– Я с тобой по гарнизонам моталась, света белого не видела, только кастрюли со сковородками, а он нас с Лизкой на море свозил! – заявила ему супруга и подала на развод.
Это, конечно, для него стало ударом.
Смотрел в ее пустые, холодные глаза и думал:
«Как же так Оленька? Ты такая родная, близкая, одна единственная на свете»
А она губы кривит, измазанные в яркой помаде и на часы поглядывает – новый муж дожидается.
Едва развелись, она за него и выскочила.
Федя тогда запил. Крепко запил и если б не служба пропал бы на дне бутылки.
Его командир тогда вызвал, глянул на опухшую от пьянки рожу и отправил в самое пекло.
– Чтоб жизнь медом не казалась! – сказал он тогда и добавил крепкого словца.
Сейчас по прошествии многих лет Рыжов в улыбкой вспоминает те годы. Молодой был. Глупый.
Эмоции стерлись из памяти, немного искажая былое, но где-то в подкорке видно засел комплекс и к женщинам Федя стал относиться настороженно. Не пускал больше никого в свою жизнь суровый полковник, отдав всего себя службе, лишь изредка приезжая на родину – мать повидать, да дочку, которая папой чужого дядю уже зовет.
И от этого еще больнее, что лучше и не приезжать вовсе.
Так он и жил, служа отчизне, пока один единственный звонок не перевернул всю его жизнь.
– Федор! Это Марья Петровна! Помнишь такую?
Олину тетку он помнил. Мерзопаскостная старая карга!

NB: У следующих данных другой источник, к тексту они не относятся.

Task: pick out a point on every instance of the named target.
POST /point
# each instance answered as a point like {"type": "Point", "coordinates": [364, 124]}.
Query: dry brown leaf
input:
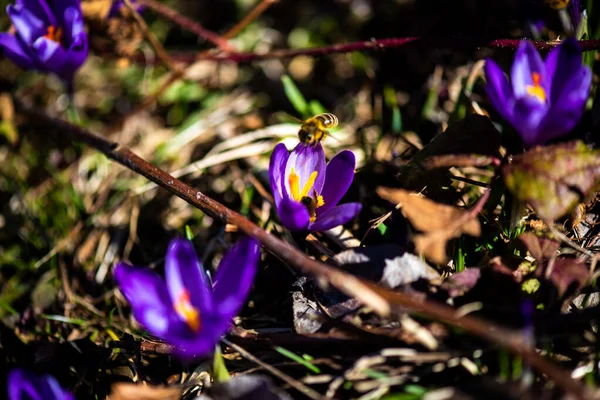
{"type": "Point", "coordinates": [438, 222]}
{"type": "Point", "coordinates": [132, 391]}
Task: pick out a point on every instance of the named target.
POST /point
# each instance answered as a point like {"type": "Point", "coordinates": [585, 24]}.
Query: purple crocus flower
{"type": "Point", "coordinates": [306, 192]}
{"type": "Point", "coordinates": [183, 309]}
{"type": "Point", "coordinates": [25, 385]}
{"type": "Point", "coordinates": [47, 39]}
{"type": "Point", "coordinates": [546, 99]}
{"type": "Point", "coordinates": [115, 9]}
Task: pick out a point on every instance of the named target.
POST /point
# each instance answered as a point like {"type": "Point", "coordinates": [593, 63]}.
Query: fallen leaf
{"type": "Point", "coordinates": [461, 139]}
{"type": "Point", "coordinates": [554, 179]}
{"type": "Point", "coordinates": [245, 387]}
{"type": "Point", "coordinates": [132, 391]}
{"type": "Point", "coordinates": [460, 283]}
{"type": "Point", "coordinates": [389, 265]}
{"type": "Point", "coordinates": [541, 249]}
{"type": "Point", "coordinates": [569, 274]}
{"type": "Point", "coordinates": [439, 222]}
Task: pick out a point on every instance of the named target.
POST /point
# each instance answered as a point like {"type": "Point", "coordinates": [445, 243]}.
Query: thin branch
{"type": "Point", "coordinates": [187, 24]}
{"type": "Point", "coordinates": [176, 75]}
{"type": "Point", "coordinates": [382, 44]}
{"type": "Point", "coordinates": [383, 301]}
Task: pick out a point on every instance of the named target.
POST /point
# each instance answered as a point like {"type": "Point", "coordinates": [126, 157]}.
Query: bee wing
{"type": "Point", "coordinates": [282, 116]}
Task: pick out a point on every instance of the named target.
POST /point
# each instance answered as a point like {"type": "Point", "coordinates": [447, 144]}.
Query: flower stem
{"type": "Point", "coordinates": [220, 372]}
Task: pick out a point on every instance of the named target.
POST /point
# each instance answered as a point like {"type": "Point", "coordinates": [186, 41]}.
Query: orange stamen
{"type": "Point", "coordinates": [54, 33]}
{"type": "Point", "coordinates": [536, 90]}
{"type": "Point", "coordinates": [189, 313]}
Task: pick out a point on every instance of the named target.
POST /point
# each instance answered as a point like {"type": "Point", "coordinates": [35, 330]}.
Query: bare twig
{"type": "Point", "coordinates": [381, 44]}
{"type": "Point", "coordinates": [383, 301]}
{"type": "Point", "coordinates": [160, 51]}
{"type": "Point", "coordinates": [177, 74]}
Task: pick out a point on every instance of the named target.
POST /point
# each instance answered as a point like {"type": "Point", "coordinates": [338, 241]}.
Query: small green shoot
{"type": "Point", "coordinates": [302, 361]}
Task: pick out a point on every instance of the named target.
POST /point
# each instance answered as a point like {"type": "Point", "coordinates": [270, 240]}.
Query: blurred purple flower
{"type": "Point", "coordinates": [306, 192]}
{"type": "Point", "coordinates": [183, 309]}
{"type": "Point", "coordinates": [25, 385]}
{"type": "Point", "coordinates": [46, 39]}
{"type": "Point", "coordinates": [546, 100]}
{"type": "Point", "coordinates": [115, 9]}
{"type": "Point", "coordinates": [574, 9]}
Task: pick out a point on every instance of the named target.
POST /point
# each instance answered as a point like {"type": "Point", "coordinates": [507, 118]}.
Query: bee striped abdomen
{"type": "Point", "coordinates": [314, 129]}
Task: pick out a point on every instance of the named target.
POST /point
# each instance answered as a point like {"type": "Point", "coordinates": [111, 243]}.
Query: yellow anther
{"type": "Point", "coordinates": [536, 90]}
{"type": "Point", "coordinates": [309, 184]}
{"type": "Point", "coordinates": [320, 201]}
{"type": "Point", "coordinates": [294, 182]}
{"type": "Point", "coordinates": [54, 33]}
{"type": "Point", "coordinates": [189, 313]}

Разговаривать с ней не хотелось…
– Федь! Ты приезжай поскорее.
– Зачем это? – удивился он, думая как мягче ее послать.
– Приезжай. Тут Оля умерла…завтра хороним.
Внутри что-то оборвалось.
– Как умерла? Как? Я не понимаю, – вырвалось у него.
– Потом. Все потом. Ты главное приезжай поскорее.
Он не поехал.
Он полетел сломя голову, будучи практически на другом конце страны.
Дом его встретил холодным пронизывающим ветром и мелким моросящим дождем.
На похороны не успел, но все равно первым делом помчал на кладбище.
Там на новом участке, под бугром свежей земли покоилась та, что он когда-то любил больше жизни.
Фёдор стоял, опустил голову, а на него с фотографии смотрела Оля. Такая же искренняя и красивая, как в молодости.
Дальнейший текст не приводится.